La fin de Louis Renault demeure largement mystérieuse…
Le 23 septembre 1944, quand il est arrêté et conduit à l’infirmerie de la prison de Fresnes, il a 67 ans, est aphasique, souffre d’urémie et des séquelles d’une dépression nerveuse. Le 27 septembre, les médecins qui l’examinent concluent que « son état est incompatible avec le maintien en détention ». Chaque nuit, il est maltraité par ses gardiens. Son état général empire – il est peu et mal soigné – et les mauvais traitements font le reste : il meurt le 24 octobre 1944. Sans avoir été jugé.
Ce que l’on reprochait à Renault, c’est d’avoir travaillé pour les Allemands entre 1940 et 1944 ?

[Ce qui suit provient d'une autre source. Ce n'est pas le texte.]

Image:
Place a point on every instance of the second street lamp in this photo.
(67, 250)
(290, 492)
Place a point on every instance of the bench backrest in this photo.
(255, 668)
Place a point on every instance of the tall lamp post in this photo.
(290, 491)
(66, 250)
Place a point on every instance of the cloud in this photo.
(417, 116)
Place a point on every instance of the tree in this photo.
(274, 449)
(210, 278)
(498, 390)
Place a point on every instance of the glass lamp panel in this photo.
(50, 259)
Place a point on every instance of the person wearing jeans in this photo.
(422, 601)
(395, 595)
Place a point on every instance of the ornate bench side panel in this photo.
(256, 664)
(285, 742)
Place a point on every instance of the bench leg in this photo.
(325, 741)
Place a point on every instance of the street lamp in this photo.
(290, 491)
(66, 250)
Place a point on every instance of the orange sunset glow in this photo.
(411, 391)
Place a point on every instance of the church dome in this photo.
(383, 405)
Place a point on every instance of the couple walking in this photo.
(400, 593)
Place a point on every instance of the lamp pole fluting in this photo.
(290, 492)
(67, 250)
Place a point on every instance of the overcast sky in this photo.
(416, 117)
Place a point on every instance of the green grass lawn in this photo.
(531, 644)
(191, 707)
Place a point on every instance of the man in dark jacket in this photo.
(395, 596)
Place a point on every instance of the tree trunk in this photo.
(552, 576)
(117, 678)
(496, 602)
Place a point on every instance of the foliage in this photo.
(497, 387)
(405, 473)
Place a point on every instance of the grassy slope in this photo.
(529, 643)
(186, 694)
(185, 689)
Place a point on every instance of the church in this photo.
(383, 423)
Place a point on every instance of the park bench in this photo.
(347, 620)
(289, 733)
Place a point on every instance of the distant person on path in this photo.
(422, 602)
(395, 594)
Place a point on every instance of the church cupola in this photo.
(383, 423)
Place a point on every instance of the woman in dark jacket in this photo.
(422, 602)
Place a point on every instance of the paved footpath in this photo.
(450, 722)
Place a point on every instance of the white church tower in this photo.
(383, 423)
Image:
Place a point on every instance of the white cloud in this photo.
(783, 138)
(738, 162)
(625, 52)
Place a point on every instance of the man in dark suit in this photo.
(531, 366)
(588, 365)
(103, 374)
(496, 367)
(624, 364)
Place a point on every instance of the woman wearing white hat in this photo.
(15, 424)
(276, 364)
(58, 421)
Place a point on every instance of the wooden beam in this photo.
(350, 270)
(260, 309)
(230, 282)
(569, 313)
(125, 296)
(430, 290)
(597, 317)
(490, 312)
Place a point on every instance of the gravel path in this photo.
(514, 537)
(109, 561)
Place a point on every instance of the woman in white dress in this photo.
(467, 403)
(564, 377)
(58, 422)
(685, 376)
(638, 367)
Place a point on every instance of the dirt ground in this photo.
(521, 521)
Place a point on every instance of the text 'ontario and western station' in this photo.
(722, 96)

Durant la seule année 1939, les usines Renault ont livré 65 000 véhicules à l’armée française. Ces usines en ont fabriqué 34 000 destinés aux Allemands… en quatre ans d’Occupation !
Qui pouvait souhaiter la disparition physique de Louis Renault et tirer profit de la confiscation de l’entreprise ?
A peu près tout le monde : les communistes et la CGT, qui mettaient la main sur Billancourt ; les gaullistes, qui dotaient le pays d’un puissant outil industriel à bon prix puisqu’il n’y avait qu’un seul actionnaire ; et plusieurs ministres du gouvernement provisoire qui avaient des raisons personnelles d’en vouloir à Louis Renault – avant guerre, il en avait licencié certains pour incompétence…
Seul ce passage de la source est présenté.